Since 2008, I have had the honor to serve on United Way's Fund Distribution Committee, which meets during the month of May and oversees the community impact grant process. Each year 40-50 volunteers are separated in to three panels (education, income and health) to review programs and make tough decisions regarding programs to fund and how much each program will receive. Who are these dedicated individuals? The beauty of this committee is the variety of the individuals and the many experiences and opinions that are brought to the table. Volunteers range from stay-at-home dads to CEOs, bankers to nonprofit professionals, students to professors, engineers to Realtors and everything in between. At the end of the day, all members are there to help create a measurable difference in the community and to ensure a transparent and effective process.
On the education panel, which I have been the chair of for several years, we take into consideration the variety of programs and the best practices it takes to move the needle on these important community issues. There is always more need for funds than there are funds available so weighing all the considerations for what will make the most impact is always an interesting challenge. United Way is prioritizing efforts on preventive actions to stop issues before they happen, recognizing that it takes a variety of programs and tactics to develop preventive solutions and achieve community goals. For example, in order to increase the high school graduation rate (one of United Way's top goals) it's important to ensure families have the tools needed for a stable home life, to increase opportunities for early childhood development so children enter kindergarten ready to learn, to make sure kids are fed and able to concentrate in school, and to provide after-school programs and outlets to keep kids on track. All of those programs and strategies combine to raise the graduation rate and produce healthy, stable adults.
Keeping United Way's goals in mind, committee volunteers attend numerous site visits that allow us to see a wide range of community programs in action, meet staff and volunteers and ensure that United Way dollars are being invested as effectively and efficiently as possible. Right now fund distribution panels are meeting daily, visiting programs, reviewing finances and learning about the variety of efforts it takes to create long-term community change. The panels review each of the programs funded from the previous year. Seeing this return on investment and the lives changed is truly inspiring. After all visits are conducted and grants are reviewed, the panels meet to give their final recommendations for program funding. The ultimate determiner for funding is based on the program's ability to achieve one of the specific goals in education, income, and/or health.
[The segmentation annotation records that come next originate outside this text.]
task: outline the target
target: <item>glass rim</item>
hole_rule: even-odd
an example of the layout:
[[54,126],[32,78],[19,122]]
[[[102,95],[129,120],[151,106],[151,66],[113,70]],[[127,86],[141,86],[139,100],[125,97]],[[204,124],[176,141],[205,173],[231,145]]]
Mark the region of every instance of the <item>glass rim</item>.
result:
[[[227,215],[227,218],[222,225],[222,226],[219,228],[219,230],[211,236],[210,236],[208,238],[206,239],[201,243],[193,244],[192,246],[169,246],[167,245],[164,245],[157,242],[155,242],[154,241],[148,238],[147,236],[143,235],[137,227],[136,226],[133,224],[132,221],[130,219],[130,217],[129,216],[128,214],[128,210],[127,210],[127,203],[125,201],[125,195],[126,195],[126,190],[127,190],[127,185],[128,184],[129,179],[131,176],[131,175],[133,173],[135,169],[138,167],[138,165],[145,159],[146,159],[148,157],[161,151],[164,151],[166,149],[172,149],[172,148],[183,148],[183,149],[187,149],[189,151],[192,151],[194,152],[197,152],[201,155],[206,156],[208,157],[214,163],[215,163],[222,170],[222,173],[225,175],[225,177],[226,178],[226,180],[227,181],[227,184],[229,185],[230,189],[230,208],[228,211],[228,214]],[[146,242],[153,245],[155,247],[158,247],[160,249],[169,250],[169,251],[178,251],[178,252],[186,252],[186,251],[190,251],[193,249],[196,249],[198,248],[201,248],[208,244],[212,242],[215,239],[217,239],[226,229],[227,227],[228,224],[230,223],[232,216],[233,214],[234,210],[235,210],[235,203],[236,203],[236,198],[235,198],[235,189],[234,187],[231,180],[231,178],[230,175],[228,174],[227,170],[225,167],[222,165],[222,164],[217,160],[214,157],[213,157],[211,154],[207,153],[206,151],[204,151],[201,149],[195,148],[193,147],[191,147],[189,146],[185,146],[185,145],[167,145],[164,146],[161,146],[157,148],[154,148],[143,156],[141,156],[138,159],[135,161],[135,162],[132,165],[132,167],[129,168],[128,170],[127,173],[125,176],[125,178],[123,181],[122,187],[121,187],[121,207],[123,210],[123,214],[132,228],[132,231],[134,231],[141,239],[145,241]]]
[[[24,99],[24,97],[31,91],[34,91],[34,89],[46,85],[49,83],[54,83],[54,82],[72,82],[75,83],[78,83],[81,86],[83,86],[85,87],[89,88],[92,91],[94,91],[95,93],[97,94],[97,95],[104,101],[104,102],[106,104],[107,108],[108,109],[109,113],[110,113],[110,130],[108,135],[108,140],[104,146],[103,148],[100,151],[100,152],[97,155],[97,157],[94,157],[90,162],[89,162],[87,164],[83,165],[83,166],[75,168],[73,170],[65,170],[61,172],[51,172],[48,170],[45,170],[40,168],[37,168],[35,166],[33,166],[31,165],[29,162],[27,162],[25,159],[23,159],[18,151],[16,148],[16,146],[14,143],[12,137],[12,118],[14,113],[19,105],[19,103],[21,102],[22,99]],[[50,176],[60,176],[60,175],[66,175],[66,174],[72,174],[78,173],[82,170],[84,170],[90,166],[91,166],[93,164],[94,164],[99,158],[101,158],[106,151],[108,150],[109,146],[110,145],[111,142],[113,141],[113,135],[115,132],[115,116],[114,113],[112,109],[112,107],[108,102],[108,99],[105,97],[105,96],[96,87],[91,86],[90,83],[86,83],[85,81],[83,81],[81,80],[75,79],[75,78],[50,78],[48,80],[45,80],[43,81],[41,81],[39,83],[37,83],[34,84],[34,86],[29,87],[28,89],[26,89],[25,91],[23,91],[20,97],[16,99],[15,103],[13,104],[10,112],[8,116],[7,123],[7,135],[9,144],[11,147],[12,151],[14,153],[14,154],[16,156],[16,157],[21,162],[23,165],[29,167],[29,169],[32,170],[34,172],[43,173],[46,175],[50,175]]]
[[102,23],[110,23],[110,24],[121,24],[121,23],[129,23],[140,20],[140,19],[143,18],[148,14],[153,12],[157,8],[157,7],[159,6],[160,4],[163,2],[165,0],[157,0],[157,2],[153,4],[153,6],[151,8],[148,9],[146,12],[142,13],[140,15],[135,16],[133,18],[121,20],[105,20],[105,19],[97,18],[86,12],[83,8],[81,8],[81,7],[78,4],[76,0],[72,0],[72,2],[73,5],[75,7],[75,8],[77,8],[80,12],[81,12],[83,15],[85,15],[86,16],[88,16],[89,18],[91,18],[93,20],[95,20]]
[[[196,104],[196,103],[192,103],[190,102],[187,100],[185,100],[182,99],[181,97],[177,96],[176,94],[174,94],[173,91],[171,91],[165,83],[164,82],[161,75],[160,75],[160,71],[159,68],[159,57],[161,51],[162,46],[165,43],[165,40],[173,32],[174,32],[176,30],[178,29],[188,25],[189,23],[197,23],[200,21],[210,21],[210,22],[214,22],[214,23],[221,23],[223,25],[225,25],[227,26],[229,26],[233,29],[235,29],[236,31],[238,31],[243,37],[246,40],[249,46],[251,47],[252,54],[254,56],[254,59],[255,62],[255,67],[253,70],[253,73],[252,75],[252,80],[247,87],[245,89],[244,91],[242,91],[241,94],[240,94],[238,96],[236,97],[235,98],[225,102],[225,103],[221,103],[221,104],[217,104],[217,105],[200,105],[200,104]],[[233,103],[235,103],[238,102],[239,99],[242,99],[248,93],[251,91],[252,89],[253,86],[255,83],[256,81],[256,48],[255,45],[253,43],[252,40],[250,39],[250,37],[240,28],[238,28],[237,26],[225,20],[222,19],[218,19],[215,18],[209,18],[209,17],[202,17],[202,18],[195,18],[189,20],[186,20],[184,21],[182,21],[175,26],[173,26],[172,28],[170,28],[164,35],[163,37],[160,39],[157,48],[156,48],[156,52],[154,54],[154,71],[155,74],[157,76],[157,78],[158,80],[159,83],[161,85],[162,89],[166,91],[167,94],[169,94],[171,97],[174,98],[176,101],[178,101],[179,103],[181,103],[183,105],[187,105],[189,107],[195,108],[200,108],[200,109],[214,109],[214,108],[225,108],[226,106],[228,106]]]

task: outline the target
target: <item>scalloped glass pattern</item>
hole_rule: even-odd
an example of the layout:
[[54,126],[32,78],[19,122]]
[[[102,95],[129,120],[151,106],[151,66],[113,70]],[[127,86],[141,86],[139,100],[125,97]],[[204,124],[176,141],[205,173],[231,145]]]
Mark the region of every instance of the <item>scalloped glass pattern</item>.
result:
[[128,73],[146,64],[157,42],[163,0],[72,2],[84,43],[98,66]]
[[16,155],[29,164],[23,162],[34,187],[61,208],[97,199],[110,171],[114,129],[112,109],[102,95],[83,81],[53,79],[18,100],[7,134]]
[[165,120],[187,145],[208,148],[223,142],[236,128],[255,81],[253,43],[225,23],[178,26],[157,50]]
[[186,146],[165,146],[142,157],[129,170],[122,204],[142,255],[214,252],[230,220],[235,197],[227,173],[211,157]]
With a variety of groups focused on the same goals and working together, we have seen these efforts pay off in Whatcom County with a 30 percent decrease in homelessness, a 10 percent increase in literacy readiness for entering kindergartners and an increase in access to recreational facilities, just to name a few.
Taking part in this process is a labor of love. As my panel visits the agencies that work for our community one cannot help but be overcome by the sanguine attitude and dedication of their staff and volunteers. I have seen babies benefit from early intervention and retirees' lives enriched from extra help around their homes. Young families, without the help of our community, would be struggling so much more. Working at the WTA downtown bus station I see firsthand how the United Way contributions make a difference in people's lives. The improvement to our community can be seen throughout our county. I challenge all to continue to work to improve our community. Give to a charity, advocate for someone who cannot advocate for themselves and volunteer to be an agent of change.
Because volunteers raise the funds and volunteers distribute the funds, this is truly a community-owned process that helps create opportunities and inspire hope for a better tomorrow. I am so proud to volunteer with United Way of Whatcom County and to be part of this crucial community-changing effort.